Conclusions: Nearly half of mechanically ventilated intensive care unit patients received greater doses of sedation at night, a practice associated with failed spontaneous breathing trials, coma, and delirium. Over the first 5 days in our study, patients spent 75% of their time in coma or delirium, outcomes that may be reduced by efforts to decrease sedative exposure during both daytime and nighttime hours in the intensive care unit.

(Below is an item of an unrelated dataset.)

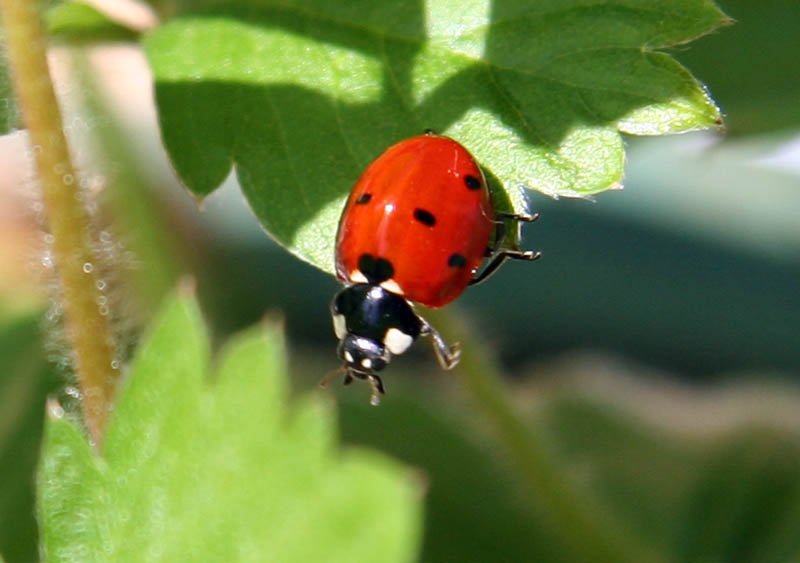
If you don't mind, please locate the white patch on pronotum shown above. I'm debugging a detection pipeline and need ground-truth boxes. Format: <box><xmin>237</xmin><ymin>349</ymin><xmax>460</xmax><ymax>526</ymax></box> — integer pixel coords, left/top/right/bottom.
<box><xmin>381</xmin><ymin>280</ymin><xmax>403</xmax><ymax>295</ymax></box>
<box><xmin>333</xmin><ymin>315</ymin><xmax>347</xmax><ymax>340</ymax></box>
<box><xmin>350</xmin><ymin>270</ymin><xmax>369</xmax><ymax>283</ymax></box>
<box><xmin>383</xmin><ymin>328</ymin><xmax>414</xmax><ymax>355</ymax></box>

Conflict of interest statement

The authors have not disclosed any potential conflicts of interest

Figures

Figure 1
Figure 1
Cumulative sedative dosing during study period for patients receiving benzodiazepines (Panel A, mg) and propofol (Panel B, mg). Gray ribbons indicate the 95% confidence interval.
Figure 2
Figure 2
Probability of successful spontaneous breathing trial (SBT) on the day following sedative exposure, adjusted for parent study treatment group, age, SOFA score, and mental status on the day of sedative exposure, over plausible ranges of (A) daytime hourly average benzodiazepine dose, (B) daytime average hourly propofol dose, (C) the day-to-night change in hourly average benzodiazepine dose and (D) the day-to-night change in hourly average propofol dose. Gray ribbons represent 95% confidence bounds. All plots adjusted to the median (continuous variables) and mode (categorical variables) of model covariates. Interpretive examples: For patients in whom the average hourly dose of benzodiazpines is 1 mg/hr during the daytime, the probability of a successful SBT on the subsequent day is approximately 0.1 panel A after adjusting for other covariates. For patients in whom the average hourly dose of benzodiazepines is increased by 1 mg/hr at night, the probability of a successful SBT on the subsequent day is approximately 0.15 panel C after adjusting for covariates including daytime benzodiazepine dose.
Figure 3
Figure 3
Probability of successful extubation on the day following sedative exposure, adjusted for parent study treatment group age, SOFA score, and mental status on the day of sedative exposure, over plausible ranges of (A) daytime hourly average benzodiazepine dose, (B) daytime average hourly propofol dose, (C) the day-to-night change in hourly average benzodiazepine dose and (D) the day-to-night change in hourly average propofol dose. Gray ribbons represent 95% confidence bounds. All plots adjusted to the median (continuous variables) and mode (categorical variables) of model covariates. Interpretive examples: For patients in whom the average hourly dose of propofol is 30 mcg/kg/min during the daytime, the probability of a successful extubation on the subsequent day is approximately 0.2 panel B. For patients in whom the average hourly dose of benzodiazepines is increased by 1 mg/hr at night, the probability of a successful extubation on the subsequent day is approximately 0.1 panel C after adjusting for covariates including daytime benzodiazepine dose.
Figure 4
Figure 4
Probability of delirium on the day following sedative exposure, adjusted for parent study treatment group, age, SOFA score, and mental status on the day of sedative exposure, over plausible ranges of (A) daytime hourly average benzodiazepine dose, (B) daytime average hourly propofol dose, (C) the day-to-night change in hourly average benzodiazepine dose and (D) the day-to-night change in hourly average propofol dose. Gray ribbons represent 95% confidence bounds. All plots adjusted to the median (continuous variables) and mode (categorical variables) of model covariates. Interpretive examples: For patients in whom the average hourly dose of benzodiazpines is 2 mg/hr during the daytime and who are assessable for delirium the following day, the probability of experiencing delirium is approximately 1.0 panel A). For patients in whom the average hourly dose of propofol is increased by 10 mcg/kg/min at night, the probability of experiencing delirium on the subsequent day is approximately 0.1 panel D after adjusting for covariates including daytime propofol dose.